Plot wise… there was just too much. Carty-William kept throwing in diverse subjects and staying surface level. It was like shouting at the shining gun and then never shooting it later. This is another example of how the reader is pulled out of the story. What is someone supposed to learn when you’re jumping from topic to topic? How about a few topics are covered and the rest are left for another book. The topics weren’t even blended into the story - they were forced in. The plot was cut and shaped to fit a rally or racial encounter. Even the mental health felt thrown in during the second half and it didn’t cover the mental illnesses that the protagonist exhibited in the first place.
Carty-Williams also villainized every white man in the book. There wasn’t one nice guy. Not even a mention of one that served her coffee. Instead of creating a morally grey guy either, she pushed them over the top, adding in traits to make them the worst humans to walk this earth. No bueno to me. I get there are real people like this in this world, but it’s also unrealistic if you’re saying every guy is this way.

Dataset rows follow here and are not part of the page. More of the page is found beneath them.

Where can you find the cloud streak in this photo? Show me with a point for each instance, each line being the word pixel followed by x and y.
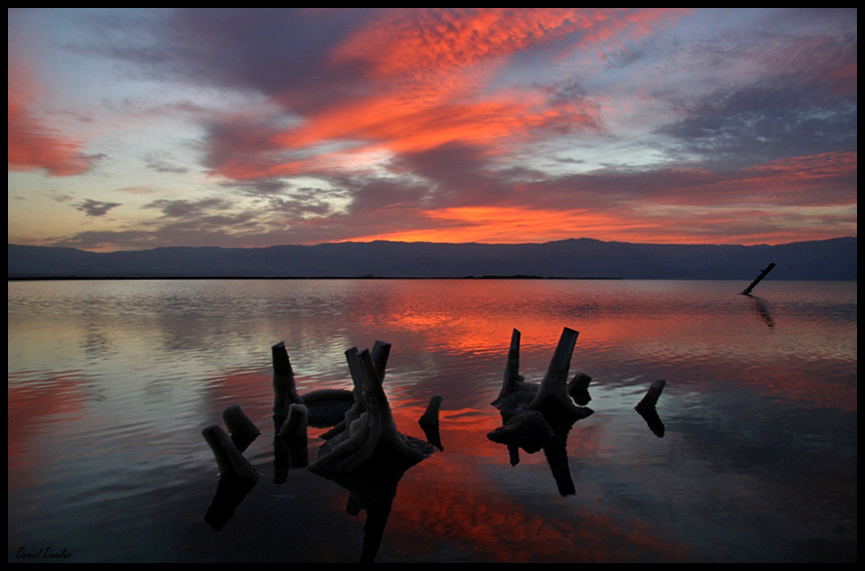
pixel 491 125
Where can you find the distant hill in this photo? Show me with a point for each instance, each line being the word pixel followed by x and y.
pixel 582 258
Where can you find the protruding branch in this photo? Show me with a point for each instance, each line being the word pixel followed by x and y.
pixel 763 274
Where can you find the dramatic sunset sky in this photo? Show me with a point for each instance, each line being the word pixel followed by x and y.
pixel 133 129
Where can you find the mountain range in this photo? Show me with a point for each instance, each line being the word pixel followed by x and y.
pixel 833 259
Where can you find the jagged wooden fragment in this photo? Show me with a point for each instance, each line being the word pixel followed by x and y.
pixel 242 430
pixel 369 427
pixel 430 416
pixel 527 430
pixel 553 391
pixel 651 397
pixel 578 388
pixel 230 461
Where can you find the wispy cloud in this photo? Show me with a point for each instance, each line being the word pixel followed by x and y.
pixel 259 127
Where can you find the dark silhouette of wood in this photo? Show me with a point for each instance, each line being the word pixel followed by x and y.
pixel 763 274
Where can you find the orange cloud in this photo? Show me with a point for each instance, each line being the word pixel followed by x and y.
pixel 508 224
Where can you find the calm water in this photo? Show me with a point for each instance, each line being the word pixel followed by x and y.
pixel 111 382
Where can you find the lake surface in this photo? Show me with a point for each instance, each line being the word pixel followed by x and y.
pixel 111 382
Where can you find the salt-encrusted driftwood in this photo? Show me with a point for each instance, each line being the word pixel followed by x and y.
pixel 369 433
pixel 326 407
pixel 236 475
pixel 536 417
pixel 551 395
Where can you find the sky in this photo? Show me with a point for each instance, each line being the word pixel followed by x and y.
pixel 136 129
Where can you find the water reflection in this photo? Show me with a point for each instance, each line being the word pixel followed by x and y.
pixel 363 452
pixel 109 383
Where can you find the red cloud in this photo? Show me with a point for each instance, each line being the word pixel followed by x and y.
pixel 33 145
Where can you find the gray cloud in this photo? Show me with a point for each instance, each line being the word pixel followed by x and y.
pixel 96 208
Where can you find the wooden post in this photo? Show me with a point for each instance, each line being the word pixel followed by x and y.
pixel 294 434
pixel 763 274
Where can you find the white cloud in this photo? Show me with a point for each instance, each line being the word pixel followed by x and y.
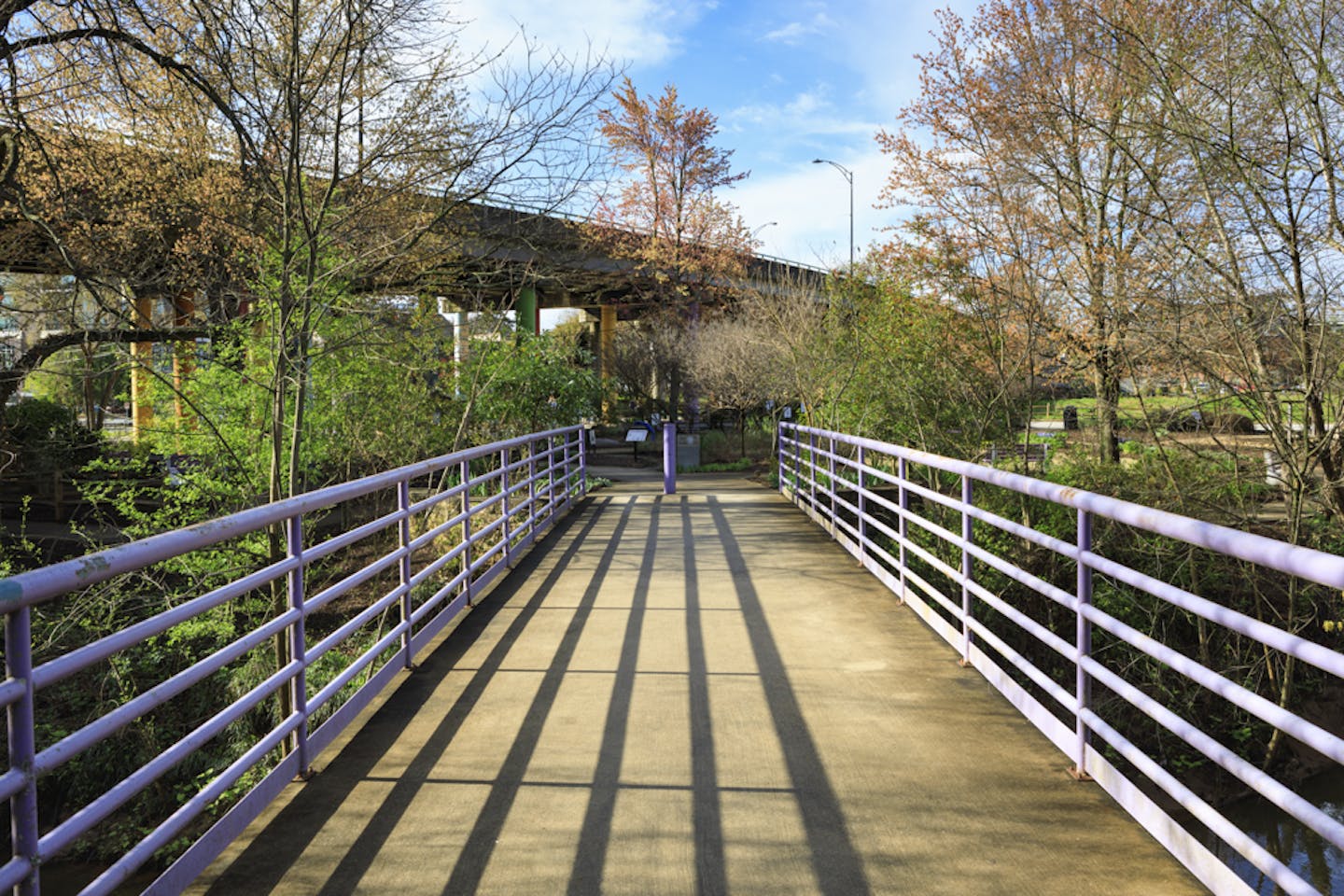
pixel 811 204
pixel 809 113
pixel 793 33
pixel 628 31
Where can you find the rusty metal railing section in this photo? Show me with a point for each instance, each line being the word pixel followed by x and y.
pixel 878 500
pixel 455 525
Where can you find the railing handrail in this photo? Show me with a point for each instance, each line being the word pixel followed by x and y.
pixel 38 586
pixel 1308 563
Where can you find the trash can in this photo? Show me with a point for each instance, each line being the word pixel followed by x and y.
pixel 687 450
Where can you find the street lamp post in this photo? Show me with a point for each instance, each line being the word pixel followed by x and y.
pixel 848 176
pixel 757 231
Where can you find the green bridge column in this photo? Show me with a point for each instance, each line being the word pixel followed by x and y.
pixel 527 315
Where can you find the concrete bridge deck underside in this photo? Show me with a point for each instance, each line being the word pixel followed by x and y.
pixel 693 693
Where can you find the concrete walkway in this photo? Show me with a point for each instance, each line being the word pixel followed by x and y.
pixel 683 694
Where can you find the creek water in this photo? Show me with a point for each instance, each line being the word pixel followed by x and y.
pixel 1312 857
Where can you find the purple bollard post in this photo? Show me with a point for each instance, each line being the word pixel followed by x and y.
pixel 669 458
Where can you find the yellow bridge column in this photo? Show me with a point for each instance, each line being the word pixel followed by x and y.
pixel 607 357
pixel 143 359
pixel 183 355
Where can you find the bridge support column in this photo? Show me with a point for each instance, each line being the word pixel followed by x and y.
pixel 460 336
pixel 183 357
pixel 141 366
pixel 607 357
pixel 528 317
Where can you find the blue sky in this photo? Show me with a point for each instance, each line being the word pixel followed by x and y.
pixel 790 81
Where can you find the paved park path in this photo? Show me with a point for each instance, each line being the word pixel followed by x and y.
pixel 693 693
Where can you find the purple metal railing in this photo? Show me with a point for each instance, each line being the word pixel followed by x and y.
pixel 512 497
pixel 819 469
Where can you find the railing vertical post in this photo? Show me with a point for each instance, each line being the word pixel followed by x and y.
pixel 504 512
pixel 23 805
pixel 583 433
pixel 403 535
pixel 903 503
pixel 467 529
pixel 831 473
pixel 531 489
pixel 565 455
pixel 550 481
pixel 861 483
pixel 297 639
pixel 1082 641
pixel 967 531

And lastly, Queenie’s character was a complete mess. Meet Queenie at the beginning - strong intelligent, had a long time boyfriend. Boom… 180 degrees and we have a whole new character making completely different decisions. This doesn’t work for the story later, so lets change her again so we can get what we want out of the story. This is one of the biggest writing no nos. You want your character to do something outside of their norm, write another book with a completely different character. You can’t shape and mold a character to fit a story. They have to stay true to what you made them.
“... worried that the IUD had maybe bee absorbed into my womb, the way I still worried that every tampon I’d ever inserted was still knocking about inside me.”
Can I say anything good about this book?
Let me think….
Actually I can. I loved the diversity in it. Carty-Williams brought up some good points I haven’t seen in a book before. She didn’t shy away from the hard stuff. I also appreciated that she added in anxiety. The more mainstream talking about mental illness is, the better society will be. People won’t have to feel like they’re alone. I just wish it had come in a better package. The potential was there, it just needed to be rewritten a few hundred times. Or else, an editor that knew what they were doing should have taken the wheel. I’m curious to see how the show does. For now, I’m going to hop back on my bitter train and let the tears fall onto my current work.